Design: Retrospective, using a tumor registry.
Setting: Large, rural multispecialty clinic.
Patients: Three hundred forty-five patients with newly diagnosed lung cancers presenting between October 1990 and August 1992.
Methods: Radiographs were interpreted by two radiologists blinded to cell type. Our results were compared statistically to published data from Mayo Clinic patients in the 1950s and 1960s.
Results: Adenocarcinoma: Decreased presentation as a peripheral tumor in current series (49%) compared with historic control at Mayo (72%); squamous cell: increased presentation as peripheral tumor in current series (43%) compared with historic control (31%); and no statistically significant difference between adenocarcinoma (49%) and squamous (43%) for a presentation as a peripheral mass, or between adenocarcinoma (46%) and squamous (52%) for central origin in the current series of cases.
Conclusion: As adenocarcinoma has increased in relative frequency among lung cancers, the percent of cases with peripheral primary tumors is decreased while central tumors have increased. Squamous carcinoma has had a relative increase in peripheral mass presentation. There is now no significant difference between these two cell types in percent presenting as a peripheral mass or central tumor on chest radiograph.
Chest radiography remains the basic imaging modality for the detection of lung cancer. Recent textbooks and articles continue to use the radiographic pattern as a clue to cell type.” Much of the reference data comes from a comprehensive review by the Mayo Clinic published in 1969 and represents lung cancer in an earlier era.

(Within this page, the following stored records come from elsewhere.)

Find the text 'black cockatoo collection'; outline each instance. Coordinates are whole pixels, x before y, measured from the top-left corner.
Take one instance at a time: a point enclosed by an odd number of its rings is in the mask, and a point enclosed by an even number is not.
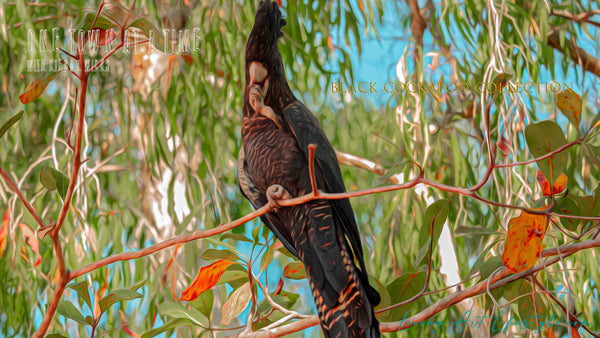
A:
[[[310,144],[317,188],[345,192],[335,151],[310,110],[288,86],[277,47],[285,25],[275,1],[261,1],[246,45],[246,83],[238,182],[255,208],[276,212],[262,221],[306,268],[326,337],[379,337],[360,234],[348,199],[278,207],[312,191]]]

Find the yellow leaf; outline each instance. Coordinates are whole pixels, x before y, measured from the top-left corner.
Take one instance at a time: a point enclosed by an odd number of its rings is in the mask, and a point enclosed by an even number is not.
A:
[[[225,304],[223,304],[223,309],[221,309],[221,314],[223,318],[221,319],[221,324],[229,325],[234,318],[237,318],[240,313],[244,311],[244,309],[250,303],[250,299],[252,299],[252,289],[250,286],[250,282],[240,286],[237,290],[233,291],[231,296],[227,299]]]
[[[202,267],[196,278],[187,289],[183,290],[179,300],[194,300],[200,294],[217,284],[225,270],[233,264],[227,260],[218,260],[209,266]]]
[[[508,237],[502,253],[504,265],[512,272],[533,267],[540,258],[547,227],[546,215],[521,212],[512,218],[508,223]]]

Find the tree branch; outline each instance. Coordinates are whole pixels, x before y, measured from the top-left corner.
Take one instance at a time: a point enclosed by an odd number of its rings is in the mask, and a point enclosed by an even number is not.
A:
[[[554,29],[546,38],[546,42],[554,49],[557,49],[564,55],[571,57],[581,68],[598,77],[600,77],[600,60],[588,54],[583,48],[577,46],[575,42],[566,40],[568,47],[567,51],[560,45],[560,34],[558,29]]]

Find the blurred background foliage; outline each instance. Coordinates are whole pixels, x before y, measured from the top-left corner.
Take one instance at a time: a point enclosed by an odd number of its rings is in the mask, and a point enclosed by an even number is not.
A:
[[[86,107],[84,157],[89,159],[80,173],[73,205],[61,231],[66,264],[70,269],[102,257],[147,247],[174,235],[210,229],[251,211],[237,188],[237,154],[240,147],[240,119],[244,82],[245,39],[252,26],[257,1],[186,0],[124,1],[123,5],[148,18],[162,29],[197,31],[199,52],[172,58],[142,48],[140,53],[118,52],[109,59],[107,71],[90,77]],[[416,173],[409,159],[423,165],[425,177],[443,184],[474,186],[488,163],[484,146],[482,111],[493,100],[489,92],[471,88],[452,93],[333,93],[333,82],[346,88],[361,81],[405,82],[410,80],[476,83],[491,82],[498,74],[511,74],[509,83],[570,83],[583,97],[582,130],[598,120],[600,74],[573,61],[571,44],[577,43],[592,59],[599,57],[598,26],[574,21],[552,11],[584,13],[598,11],[593,1],[549,3],[534,1],[412,1],[420,8],[424,24],[422,40],[411,31],[414,12],[408,2],[382,0],[283,1],[287,18],[280,50],[290,86],[322,122],[334,147],[369,159],[389,169],[387,175],[343,166],[349,190],[388,184],[388,178],[408,179]],[[22,105],[18,96],[40,73],[28,69],[35,59],[67,59],[51,50],[44,52],[38,41],[40,31],[59,28],[59,41],[68,45],[63,30],[77,25],[86,10],[94,11],[97,1],[39,1],[0,3],[0,121],[21,110],[24,117],[0,138],[0,164],[16,180],[24,194],[47,222],[55,219],[61,197],[40,183],[40,171],[50,166],[67,177],[71,151],[65,133],[72,124],[77,80],[61,73],[46,93]],[[598,20],[600,21],[600,20]],[[34,32],[32,36],[28,32]],[[194,33],[196,34],[196,33]],[[170,41],[177,46],[179,36]],[[193,38],[193,37],[192,37]],[[373,43],[379,47],[373,48]],[[51,40],[46,47],[50,47]],[[365,46],[370,46],[365,49]],[[389,46],[397,55],[385,54]],[[406,46],[406,48],[404,48]],[[422,54],[417,52],[421,50]],[[564,52],[561,53],[560,50]],[[380,55],[374,55],[381,53]],[[419,56],[421,55],[421,56]],[[93,57],[93,56],[92,56]],[[378,74],[361,71],[364,60],[379,58]],[[96,56],[98,59],[98,56]],[[367,61],[369,62],[369,61]],[[373,65],[371,65],[373,66]],[[378,88],[383,83],[379,82]],[[555,120],[567,139],[578,130],[560,116],[550,92],[528,94],[507,92],[492,105],[492,143],[504,143],[506,154],[497,151],[497,161],[510,163],[531,159],[524,130],[541,120]],[[585,146],[569,150],[565,173],[568,191],[578,196],[593,195],[598,187],[600,144],[593,134]],[[501,141],[505,140],[505,141]],[[534,165],[503,168],[494,172],[480,194],[494,201],[532,207],[541,196],[535,181]],[[5,248],[0,259],[1,335],[29,336],[39,325],[52,295],[56,260],[51,242],[39,242],[41,264],[24,240],[18,224],[36,229],[36,223],[5,181],[0,181],[0,212],[9,215]],[[598,197],[598,194],[596,194]],[[410,298],[422,288],[424,273],[405,289],[406,278],[426,269],[423,248],[429,224],[426,209],[432,200],[448,199],[447,224],[455,245],[460,279],[466,286],[489,276],[501,266],[499,255],[508,220],[514,210],[492,207],[473,199],[420,188],[367,195],[352,199],[365,243],[369,272],[380,285],[382,307]],[[439,205],[438,205],[439,206]],[[566,231],[589,234],[597,222],[581,222]],[[258,230],[255,230],[258,229]],[[229,325],[222,324],[221,309],[233,290],[248,281],[248,264],[232,265],[226,279],[194,302],[177,302],[181,291],[200,267],[237,252],[251,261],[255,275],[268,265],[259,280],[271,292],[277,287],[283,268],[293,262],[284,252],[271,252],[273,243],[259,221],[252,221],[220,239],[199,240],[174,250],[164,250],[135,261],[109,265],[79,278],[86,282],[92,299],[111,290],[146,280],[138,290],[141,299],[119,302],[101,317],[98,336],[124,336],[128,332],[179,336],[224,336],[239,332],[212,330],[246,324],[248,309]],[[448,235],[444,235],[448,236]],[[552,228],[547,247],[571,241]],[[0,246],[0,248],[2,248]],[[219,249],[207,251],[209,249]],[[440,256],[433,255],[429,290],[450,286],[440,271]],[[229,256],[228,256],[229,255]],[[270,261],[272,259],[272,261]],[[264,264],[262,263],[264,262]],[[256,263],[256,264],[254,264]],[[481,271],[480,271],[481,269]],[[472,276],[480,277],[472,279]],[[245,276],[244,276],[245,275]],[[292,276],[294,277],[294,276]],[[224,277],[225,278],[225,277]],[[582,251],[573,258],[549,267],[537,278],[548,290],[569,290],[559,298],[581,312],[592,330],[600,330],[598,309],[597,251]],[[308,283],[302,278],[283,277],[284,307],[314,314]],[[227,281],[225,283],[225,281]],[[492,310],[507,306],[506,318],[525,319],[531,315],[531,284],[511,283],[490,296],[473,299],[475,307]],[[415,314],[446,295],[446,291],[381,315],[381,321]],[[270,306],[258,292],[259,313]],[[84,317],[93,312],[67,289],[64,302],[74,304]],[[210,306],[208,306],[209,304]],[[208,306],[208,308],[207,308]],[[547,297],[538,295],[538,312],[556,314],[565,322],[565,313]],[[452,307],[435,316],[452,323],[463,315]],[[527,309],[527,311],[523,310]],[[195,320],[185,319],[200,311]],[[263,311],[263,312],[261,312]],[[279,317],[278,317],[279,316]],[[67,316],[68,317],[68,316]],[[267,325],[281,318],[275,311],[254,325]],[[72,318],[72,317],[71,317]],[[506,321],[505,318],[505,321]],[[174,331],[173,331],[174,330]],[[421,337],[431,326],[418,326],[395,336]],[[460,325],[442,325],[437,336],[455,336]],[[489,328],[487,328],[489,333]],[[555,326],[557,335],[566,334]],[[89,336],[90,326],[56,315],[49,330],[63,336]],[[316,329],[302,333],[317,334]],[[479,331],[478,331],[479,332]],[[473,332],[474,333],[474,332]],[[493,332],[492,334],[498,333]]]

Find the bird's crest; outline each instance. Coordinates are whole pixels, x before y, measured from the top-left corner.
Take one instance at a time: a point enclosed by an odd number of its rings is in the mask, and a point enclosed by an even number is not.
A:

Patients in the Mayo Clinic series were all seen prior to 1966, with most cases from 1954 through 1957. Since that time, there have been several changes in the demographics of lung cancer patients and the relative incidence of cell types.
First, there has been a marked increase in the incidence of lung cancer in women.’ Second, since the 1950s, there has been a shift in the relative frequency of cell types. Currently, adenocarcinoma is the most common cell type of bronchogenic carcinoma in the United States. Squamous cell cancer has fallen to number two in incidence, having previously been the most common cell type.”
In view of these changes in lung cancer during the last 30 years, we thought it would be worthwhile to re-examine cell type in relation to chest radiograph at presentation. We used a contemporary series of patients to compare statistically with the earlier Mayo Clinic series.